16 responses to “It’s No Puzzle Where Cruciverbalists Were Today

  1. Willy Maliszewski

    The heyday of NYT crosswords was when Will Weng (alliteration) was editor. Clues: Drunk Chiang Kai-Shek style (Taiwan on). General Sherman south if the border (Juarez hell). 😮

  2. Barbara Sherburne '67

    I am extremely impressed, Dan. I could spend all day trying to figure out ONE New York Times puzzle and maybe figure out three answers, if I were lucky. Congratulations on doing a super job!

  3. Gotye is somebody that I used to know.

  4. J.W. Kaempfer, Jr

    Excellent!!!

  5. One of my high school math teachers used to do the puzzle in red ink. Is it true that the puzzles increase in difficulty as the week goes on?

  6. The most fun is having Sunday brunch at a Westport restaurant with someone you love doing the Sunday crossword together!!!

  7. Just wonderful A great story…, and congratulations on your Monday to Wednesday triumphs!

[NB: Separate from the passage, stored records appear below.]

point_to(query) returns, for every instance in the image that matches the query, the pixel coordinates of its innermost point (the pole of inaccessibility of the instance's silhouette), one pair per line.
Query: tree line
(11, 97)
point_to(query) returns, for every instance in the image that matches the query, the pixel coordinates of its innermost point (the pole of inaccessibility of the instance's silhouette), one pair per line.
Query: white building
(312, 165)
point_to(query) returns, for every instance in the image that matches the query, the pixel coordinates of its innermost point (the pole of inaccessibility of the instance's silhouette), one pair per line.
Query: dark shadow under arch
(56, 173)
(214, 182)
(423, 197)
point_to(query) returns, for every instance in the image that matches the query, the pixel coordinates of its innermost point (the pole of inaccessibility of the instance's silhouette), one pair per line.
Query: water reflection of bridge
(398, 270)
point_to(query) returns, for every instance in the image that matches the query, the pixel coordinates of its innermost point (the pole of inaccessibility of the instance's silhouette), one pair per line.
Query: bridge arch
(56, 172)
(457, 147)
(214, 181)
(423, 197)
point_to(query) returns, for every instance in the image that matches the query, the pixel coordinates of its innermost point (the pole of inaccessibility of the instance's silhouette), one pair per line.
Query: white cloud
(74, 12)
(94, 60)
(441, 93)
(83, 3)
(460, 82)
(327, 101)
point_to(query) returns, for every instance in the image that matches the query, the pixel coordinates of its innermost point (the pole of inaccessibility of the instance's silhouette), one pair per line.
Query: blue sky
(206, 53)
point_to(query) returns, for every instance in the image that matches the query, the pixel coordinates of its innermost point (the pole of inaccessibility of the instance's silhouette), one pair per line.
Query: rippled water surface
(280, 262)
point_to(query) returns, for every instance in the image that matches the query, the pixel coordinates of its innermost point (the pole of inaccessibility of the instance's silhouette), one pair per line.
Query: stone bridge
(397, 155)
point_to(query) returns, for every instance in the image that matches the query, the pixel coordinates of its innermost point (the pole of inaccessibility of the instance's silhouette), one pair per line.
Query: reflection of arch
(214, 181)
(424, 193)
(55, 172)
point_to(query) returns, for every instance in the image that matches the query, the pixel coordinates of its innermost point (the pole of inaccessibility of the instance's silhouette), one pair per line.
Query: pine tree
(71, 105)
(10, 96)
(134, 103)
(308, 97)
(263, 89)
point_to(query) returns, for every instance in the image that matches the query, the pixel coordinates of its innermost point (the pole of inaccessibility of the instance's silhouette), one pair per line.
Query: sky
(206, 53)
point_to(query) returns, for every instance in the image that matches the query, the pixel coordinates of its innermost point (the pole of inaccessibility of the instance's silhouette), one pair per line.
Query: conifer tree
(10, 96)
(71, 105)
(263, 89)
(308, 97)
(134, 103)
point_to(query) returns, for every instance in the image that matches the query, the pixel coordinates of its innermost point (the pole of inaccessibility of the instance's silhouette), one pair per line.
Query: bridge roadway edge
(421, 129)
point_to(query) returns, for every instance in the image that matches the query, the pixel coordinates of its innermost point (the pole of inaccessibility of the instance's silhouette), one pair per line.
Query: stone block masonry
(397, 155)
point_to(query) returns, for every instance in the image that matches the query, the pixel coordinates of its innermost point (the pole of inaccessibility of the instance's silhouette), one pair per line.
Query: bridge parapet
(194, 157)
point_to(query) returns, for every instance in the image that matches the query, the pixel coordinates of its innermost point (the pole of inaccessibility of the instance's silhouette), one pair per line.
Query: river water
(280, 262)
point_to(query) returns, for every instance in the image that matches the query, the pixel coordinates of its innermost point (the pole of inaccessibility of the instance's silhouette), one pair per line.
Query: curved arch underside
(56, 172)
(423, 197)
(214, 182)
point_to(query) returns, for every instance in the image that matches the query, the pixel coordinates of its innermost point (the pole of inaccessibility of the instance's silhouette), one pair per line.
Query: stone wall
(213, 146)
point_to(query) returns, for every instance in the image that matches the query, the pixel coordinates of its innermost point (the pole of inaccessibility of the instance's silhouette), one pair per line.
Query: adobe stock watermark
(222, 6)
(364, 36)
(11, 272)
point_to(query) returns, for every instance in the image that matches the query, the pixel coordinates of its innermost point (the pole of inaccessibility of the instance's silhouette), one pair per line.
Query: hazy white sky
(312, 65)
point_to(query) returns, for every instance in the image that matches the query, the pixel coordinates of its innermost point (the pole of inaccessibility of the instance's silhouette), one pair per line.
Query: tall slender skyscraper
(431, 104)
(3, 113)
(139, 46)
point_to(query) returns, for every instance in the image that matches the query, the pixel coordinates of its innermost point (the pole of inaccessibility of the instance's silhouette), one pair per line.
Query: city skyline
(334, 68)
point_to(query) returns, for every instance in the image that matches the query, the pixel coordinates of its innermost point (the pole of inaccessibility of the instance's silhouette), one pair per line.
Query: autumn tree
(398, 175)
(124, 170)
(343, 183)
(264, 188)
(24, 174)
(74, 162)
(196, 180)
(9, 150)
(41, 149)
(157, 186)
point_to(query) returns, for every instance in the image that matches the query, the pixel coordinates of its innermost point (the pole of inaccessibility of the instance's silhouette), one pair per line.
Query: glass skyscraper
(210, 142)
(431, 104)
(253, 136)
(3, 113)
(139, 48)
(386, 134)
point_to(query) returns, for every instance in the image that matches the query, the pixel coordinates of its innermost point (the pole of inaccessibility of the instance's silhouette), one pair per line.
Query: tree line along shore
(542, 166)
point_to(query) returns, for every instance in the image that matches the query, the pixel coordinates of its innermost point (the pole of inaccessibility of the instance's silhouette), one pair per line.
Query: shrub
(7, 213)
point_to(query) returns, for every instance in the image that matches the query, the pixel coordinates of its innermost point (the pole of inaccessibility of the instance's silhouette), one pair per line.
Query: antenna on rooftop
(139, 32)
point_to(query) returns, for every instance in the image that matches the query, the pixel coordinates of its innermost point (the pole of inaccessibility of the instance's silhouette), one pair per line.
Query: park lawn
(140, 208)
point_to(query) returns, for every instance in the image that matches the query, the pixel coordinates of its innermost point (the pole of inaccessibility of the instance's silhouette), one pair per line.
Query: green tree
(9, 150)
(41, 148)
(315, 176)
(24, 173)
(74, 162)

  8. FYI – THE CREATOR OF THE CROSSWORD PUZZLE WAS ARTHUR WYNNE. HIS DAUGHTER JANET VAAST LIVED IN WESTPORT FOR MANY MANY YEARS. SHE AND HER HUSBAND JULES VAAST (CADILLAC AGENCY) HAD FIVE CHILDREN INCLUDING A SON NAMED NAMED WYNNE. UNRELATED INFO: WHEN JULES DIED IN 1963 THE AGENCY WAS SOLD TO O’KEEFE WHO SOLD TO CURRAN WHO CLOSED THE AGENCY.

    • Patricia Workman

      Carol – thank you for the wonderful addition to this post. I’m sure you know that Mom is no longer alive but the stacks of articles on her father are boxed up in my attic. The five of us are scattered between Connecticut and Florida and Mom would be thrilled to know she now has 11 great grandchildren! When I walk through Terrain, so many memories flood back from my childhood – it’s hard to believe that it once housed Cadillacs & Oldsmobiles for sale. To honor my grandfather, I always work on the Monday, Tuesday & Wednesday puzzles – sometimes with success. Forget the rest of the week – and yes, they do progress from easier to harder. I’m so glad to see that this annual Crossword Puzzle (my grandfather called it “Crisscross”) event still continues and the memory of Arthur Wynne is mentioned once is a while!
      Patricia (Vaast) Workman *Way to go Dan on your attempt! So Close!

      • Patricia, you’ll be pleased to know that one of the trivia questions posed by library director Bill Harmer yesterday was, “Who invented the crossword puzzle?” He did not, unfortunately, mention the Westport connection!

  9. Interesting puzzle in itself : how do you get just one wrong in a crossword?